Poor Lois runs afoul of what has to be the least competent chopper pilot of all time, which prompts the classic exchange: "Easy, miss. I've got you." "Y-you've got me? Who's got you?!" That might be my mom's favorite movie dialogue ever. I didn't realize until years later what a celebrity crush she had on Christopher Reeve. And who could blame her? For me, even all these years later, after Brandon Routh, Dean Cain, and several other worthy portrayals, Christopher Reeve IS Superman, and that makes him immortal.

After a police car chase that would've been the climax of almost any other '70s action movie, Superman helps a little girl retrieve her cat from a tree. She runs inside to tell her parents about the encounter, and we hear, "Haven't I told you not to lie? (*SMACK*)" Ah, child abuse. Funny then, funny now.

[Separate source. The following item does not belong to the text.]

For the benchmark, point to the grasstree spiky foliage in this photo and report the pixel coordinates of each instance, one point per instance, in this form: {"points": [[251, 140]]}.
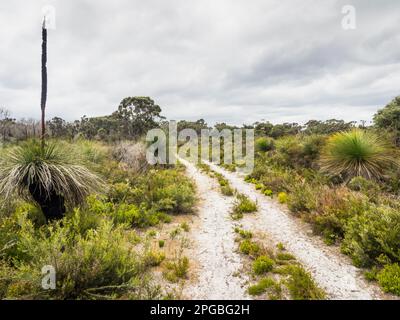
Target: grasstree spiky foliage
{"points": [[357, 153], [52, 176]]}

The Man of Steel meets Lois at her penthouse apartment for an interview and impromptu date. "Nice place," he says, and indeed it is. One wonders what Lois earns per word at the Daily Planet, especially the many words she's unable to spell. Superman gives his vital statistics as 6'4", 225 pounds. Wait--didn't Jor-El say he'd have a "dense molecular structure?" What's he made of, then? Balsa neutronium? Is that how he flies? Not to put too fine a point on it, Lois makes it very clear throughout the interview that she has Kryptonian schlong on the brain. And how exactly did she know about Superman's X-ray vision? She must have read Action Comics.

In the course of that interview, the Man of Tomorrow looks Lois dead in the eye and vows, "I never lie." It's a motto that stuck with me for life. Say what you will about me, I do tell the truth, at least as well as I know it.

The Great Blue Boy Scout takes Lois out flying in a scene that starts out deliriously wonderful but quickly turns to embarrassing mush. "Can you read my mind?" I don't know, Margot Kidder. Can you stop reading that godawful poem? It's the bane of boy-movie screenwriters, isn't it? Romance, I mean. I don't know if anyone other than Lawrence Kasdan (The Empire Strikes Back, Raiders of the Lost Ark) has gotten it right in my lifetime.

As he does in The Empire Strikes Back, John Ratzenberger makes a surprise appearance as a USAF radar officer. Cliffy!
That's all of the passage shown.